The Welsh Government has also created a £300 million financial package to give grants to help businesses stay afloat.

Businesses eligible for rates relief will be able to access £1000 grants.

Small and medium retail, leisure and hospitality businesses forced to close will get a one off payment of up to £5000.


Welsh circuit breaker rules

  • Follow strict stay at home orders
  • Pubs, restaurants and all non-essential retail will be closed
  • No meeting with anyone outside your household
  • No alcohol sales after 10pm
  • Leisure centres and services, including gyms, will have to close
  • Professional sports will be able to continue
  • Hairdressers and beauty services will have to close
  • No gatherings will be allowed outdoors including Halloween and fireworks on Bonfire night

 

Las week, Mr Drakeford set himself on a collision course with Mr Johnson by saying Wales' border would be closed to people from coronavirus hotspots in England.

Anyone breaking the border ban would even be fined £50.

But the demands fell flat when the Police Federation of England and Wales said "policing in Wales is already over-stretched due to the pandemic" and it would be difficult to enforce measures.

Northern Ireland and Scotland are both in the middle of circuit breaker lockdowns to try and get on top of new coronavirus infections after the Government's Sage committee of experts threw their support behind short national shutdowns.
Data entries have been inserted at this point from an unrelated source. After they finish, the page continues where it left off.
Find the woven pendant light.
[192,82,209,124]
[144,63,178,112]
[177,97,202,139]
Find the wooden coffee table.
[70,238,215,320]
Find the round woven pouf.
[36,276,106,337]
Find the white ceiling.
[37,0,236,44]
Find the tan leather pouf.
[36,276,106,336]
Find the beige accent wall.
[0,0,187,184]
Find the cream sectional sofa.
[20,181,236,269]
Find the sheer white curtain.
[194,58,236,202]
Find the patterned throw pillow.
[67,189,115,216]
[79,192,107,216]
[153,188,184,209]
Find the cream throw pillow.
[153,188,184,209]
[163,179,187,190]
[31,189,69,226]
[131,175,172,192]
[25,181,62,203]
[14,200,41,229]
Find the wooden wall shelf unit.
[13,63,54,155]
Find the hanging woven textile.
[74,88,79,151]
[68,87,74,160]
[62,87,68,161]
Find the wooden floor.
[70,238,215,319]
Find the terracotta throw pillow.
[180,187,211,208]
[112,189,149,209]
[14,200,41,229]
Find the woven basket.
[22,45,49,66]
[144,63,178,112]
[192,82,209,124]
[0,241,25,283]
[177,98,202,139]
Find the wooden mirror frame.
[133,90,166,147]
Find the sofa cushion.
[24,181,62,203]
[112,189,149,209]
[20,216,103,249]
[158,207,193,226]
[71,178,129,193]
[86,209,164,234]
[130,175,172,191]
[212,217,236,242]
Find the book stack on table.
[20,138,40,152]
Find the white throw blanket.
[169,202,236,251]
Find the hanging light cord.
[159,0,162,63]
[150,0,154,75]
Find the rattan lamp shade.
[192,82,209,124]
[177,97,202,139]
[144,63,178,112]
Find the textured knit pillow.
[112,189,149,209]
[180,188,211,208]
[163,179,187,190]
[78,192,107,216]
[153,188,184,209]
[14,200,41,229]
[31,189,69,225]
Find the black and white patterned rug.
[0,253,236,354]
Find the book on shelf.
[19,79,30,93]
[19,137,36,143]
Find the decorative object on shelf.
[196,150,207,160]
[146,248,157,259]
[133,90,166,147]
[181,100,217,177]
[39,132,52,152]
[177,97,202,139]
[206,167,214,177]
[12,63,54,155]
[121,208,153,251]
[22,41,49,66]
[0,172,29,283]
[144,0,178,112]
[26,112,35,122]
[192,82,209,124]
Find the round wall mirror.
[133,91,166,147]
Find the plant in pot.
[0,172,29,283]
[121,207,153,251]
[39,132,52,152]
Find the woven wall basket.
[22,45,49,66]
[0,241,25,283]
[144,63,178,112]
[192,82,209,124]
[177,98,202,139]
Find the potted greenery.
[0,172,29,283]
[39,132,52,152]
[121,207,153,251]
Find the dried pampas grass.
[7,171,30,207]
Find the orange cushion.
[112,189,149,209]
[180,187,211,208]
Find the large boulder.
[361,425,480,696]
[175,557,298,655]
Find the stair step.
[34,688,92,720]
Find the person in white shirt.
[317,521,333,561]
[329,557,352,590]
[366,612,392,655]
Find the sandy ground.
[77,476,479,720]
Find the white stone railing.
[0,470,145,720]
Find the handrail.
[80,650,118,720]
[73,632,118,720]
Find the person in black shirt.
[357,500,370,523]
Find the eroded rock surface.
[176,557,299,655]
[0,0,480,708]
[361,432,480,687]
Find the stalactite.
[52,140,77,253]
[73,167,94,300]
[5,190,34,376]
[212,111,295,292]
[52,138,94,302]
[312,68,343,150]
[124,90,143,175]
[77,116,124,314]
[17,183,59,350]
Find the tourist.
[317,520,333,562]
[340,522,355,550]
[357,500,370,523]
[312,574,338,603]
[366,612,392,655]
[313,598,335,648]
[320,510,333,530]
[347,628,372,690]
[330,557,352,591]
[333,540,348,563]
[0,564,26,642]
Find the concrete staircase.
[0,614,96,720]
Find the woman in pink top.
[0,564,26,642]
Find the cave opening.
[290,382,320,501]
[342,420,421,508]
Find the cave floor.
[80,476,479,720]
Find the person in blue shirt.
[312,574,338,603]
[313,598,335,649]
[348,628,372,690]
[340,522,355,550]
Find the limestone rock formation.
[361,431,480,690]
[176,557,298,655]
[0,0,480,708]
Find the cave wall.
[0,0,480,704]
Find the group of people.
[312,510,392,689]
Scots are unable to drink alcohol in pubs and restaurants, which all have to close at 6pm daily.

People in Northern Ireland are also living under strict rules, with pubs, schools and restaurants forced to close for four weeks.

Labour politicians, including Manchester Mayor Andy Burnham and Sir Keir Starmer, are demanding the whole country is put under tight lockdown rules for two weeks.

But over the weekend, Labour frontbencher Rachel Reeves admitted England could face a series of lockdowns to stop new infections.

Housing Secretary Robert Jenrick flatly rejected out a short lockdown this morning.

He said:"The argument for a national circuit-breaker is not one that I, personally, find, at all persuasive.

"This is to apply on a blanket level – the same approach in Nottingham, the city which my constituency is next to, where the number of cases today is well over 700, to Somerset or Herefordshire, where the number of cases per 100,000 is below 40.

"The damage to the economy and to our broader health and wellbeing that would be brought about by a circuit-break, I think, would be very, very significant.

"And so the Government's approach is a localised, a proportionate and localised, approach for as long as there is such wide variations in infection."